Lo «scarlatto» è considerato, da
coloro che hanno accuratamente esaminato la Scrittura, come il tipo o
l’espressione dello splendore umano, della grandezza mondana, della gloria di
questo mondo, della gloria dell’uomo. Vediamo dunque nelle ceneri, residuo
dell’incenerimento della giovenca, la fine di ogni grandezza mondana, di ogni
gloria umana, e la messa a parte della carne con tutto ciò che le appartiene.
Questo rende profondamente significativo l’atto di bruciare la giovenca, ed
espone una verità troppo poco conosciuta e troppo presto dimenticata quand’è
nota — verità proclamata in quelle parole memorabili dell’Apostolo: «Ma
quanto a me, non sia mai che io mi vanti di altro che della croce del nostro
Signore Gesù Cristo, mediante la quale il mondo, per me, è stato crocifisso e
io sono stato crocifisso per il mondo» (Galati 6:14).

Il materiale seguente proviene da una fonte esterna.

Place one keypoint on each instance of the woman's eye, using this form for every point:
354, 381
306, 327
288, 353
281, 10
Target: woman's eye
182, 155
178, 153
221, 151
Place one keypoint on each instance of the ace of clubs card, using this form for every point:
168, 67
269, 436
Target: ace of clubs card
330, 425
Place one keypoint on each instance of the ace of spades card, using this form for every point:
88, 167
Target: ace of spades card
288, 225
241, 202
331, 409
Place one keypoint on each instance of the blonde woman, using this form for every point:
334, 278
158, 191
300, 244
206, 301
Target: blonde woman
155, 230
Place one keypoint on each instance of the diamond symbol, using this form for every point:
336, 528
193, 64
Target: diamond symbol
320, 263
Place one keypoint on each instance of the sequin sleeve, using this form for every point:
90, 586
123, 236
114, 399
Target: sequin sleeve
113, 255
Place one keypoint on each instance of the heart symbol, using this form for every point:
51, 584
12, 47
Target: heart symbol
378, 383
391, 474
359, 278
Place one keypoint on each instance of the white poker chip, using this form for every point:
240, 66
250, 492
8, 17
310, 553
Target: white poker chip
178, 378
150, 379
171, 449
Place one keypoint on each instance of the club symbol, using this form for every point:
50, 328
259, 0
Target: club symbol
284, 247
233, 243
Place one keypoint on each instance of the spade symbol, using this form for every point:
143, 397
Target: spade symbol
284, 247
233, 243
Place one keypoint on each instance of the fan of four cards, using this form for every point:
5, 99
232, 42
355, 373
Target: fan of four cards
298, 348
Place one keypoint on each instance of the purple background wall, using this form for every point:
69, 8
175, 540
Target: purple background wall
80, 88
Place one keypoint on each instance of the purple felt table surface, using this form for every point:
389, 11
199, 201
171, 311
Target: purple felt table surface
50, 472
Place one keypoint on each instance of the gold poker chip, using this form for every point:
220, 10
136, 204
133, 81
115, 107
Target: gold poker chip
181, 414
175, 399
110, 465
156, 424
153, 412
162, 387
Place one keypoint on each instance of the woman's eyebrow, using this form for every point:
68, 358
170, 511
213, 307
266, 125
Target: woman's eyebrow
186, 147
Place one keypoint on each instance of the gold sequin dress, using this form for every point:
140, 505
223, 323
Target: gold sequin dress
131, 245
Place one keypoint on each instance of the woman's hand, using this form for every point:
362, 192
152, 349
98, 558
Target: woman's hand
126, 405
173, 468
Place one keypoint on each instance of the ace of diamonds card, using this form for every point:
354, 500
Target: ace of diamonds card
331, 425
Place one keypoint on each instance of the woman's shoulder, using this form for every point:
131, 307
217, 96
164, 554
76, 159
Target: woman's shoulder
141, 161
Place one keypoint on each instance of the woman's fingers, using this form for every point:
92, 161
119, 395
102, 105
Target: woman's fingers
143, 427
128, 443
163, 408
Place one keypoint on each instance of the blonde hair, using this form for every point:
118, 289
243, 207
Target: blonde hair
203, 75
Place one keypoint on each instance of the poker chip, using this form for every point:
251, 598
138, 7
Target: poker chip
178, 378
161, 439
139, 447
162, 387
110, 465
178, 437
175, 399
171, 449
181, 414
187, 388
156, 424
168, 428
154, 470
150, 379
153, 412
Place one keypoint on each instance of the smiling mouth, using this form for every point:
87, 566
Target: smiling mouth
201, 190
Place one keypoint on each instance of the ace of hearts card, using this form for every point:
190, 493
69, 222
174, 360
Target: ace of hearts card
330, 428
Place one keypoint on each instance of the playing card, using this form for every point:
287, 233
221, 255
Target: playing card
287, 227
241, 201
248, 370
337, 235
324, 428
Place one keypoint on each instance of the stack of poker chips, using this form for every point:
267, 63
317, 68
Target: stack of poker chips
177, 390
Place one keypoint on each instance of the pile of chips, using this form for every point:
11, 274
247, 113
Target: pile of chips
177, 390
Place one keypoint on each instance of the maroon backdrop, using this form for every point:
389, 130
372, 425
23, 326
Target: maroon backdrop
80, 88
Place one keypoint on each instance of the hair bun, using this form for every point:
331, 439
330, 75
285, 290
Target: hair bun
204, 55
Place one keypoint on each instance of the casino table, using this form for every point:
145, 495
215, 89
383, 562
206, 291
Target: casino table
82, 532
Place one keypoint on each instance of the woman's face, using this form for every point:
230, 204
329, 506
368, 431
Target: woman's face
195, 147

Pur accettando la croce come base
della liberazione da tutte le conseguenze dei nostri peccati, e della nostra
completa accettazione da Dio, noi siamo tutti, purtroppo, inclinati a
rifiutarla come base della nostra completa separazione dal mondo. Tuttavia la
croce ci ha separati per sempre da tutto ciò che appartiene al mondo che
attraversiamo. Sono i miei peccati aboliti? Sì, sia benedetto il Dio di ogni
grazia! In virtù di che cosa? In virtù della perfezione del sacrificio
espiatorio di Cristo secondo la stima di Dio stesso. Ora è precisamente nella
stessa misura che troviamo, nella croce, la nostra liberazione da questo
presente secolo malvagio, dalle sue massime, dalle sue abitudini, dai suoi
principii. Il credente non ha assolutamente nulla in comune con questa terra
appena realizza il significato e la potenza della croce del Signore Gesù
Cristo. Questa croce ha fatto di lui un pellegrino e uno straniero in questo
mondo. Ogni cuore devoto vede l’ombra cupa della croce librarsi al di sopra di tutto
lo splendore, di tutte le vanità, di tutte le pompe di questo mondo. Questa
vista rendeva Paolo capace di stimare come fango il mondo, le sue dignità più
elevate, le sue forme più attraenti, le sue glorie più brillanti: «Il mondo,
per me, è stato crocifisso» dice egli, «e io sono stato crocifisso per
il mondo». Tale era Paolo; tale dovrebbe essere ogni cristiano — uno
straniero sulla terra, un cittadino del cielo, e ciò non soltanto in principio
o in teoria, ma di fatto e in realtà; poiché, tanto sicuramente la nostra
liberazione dall’inferno è più che un semplice principio od una teoria,
altrettanto sicuramente la nostra separazione da questo presente secolo
malvagio è un fatto che dobbiamo realizzare.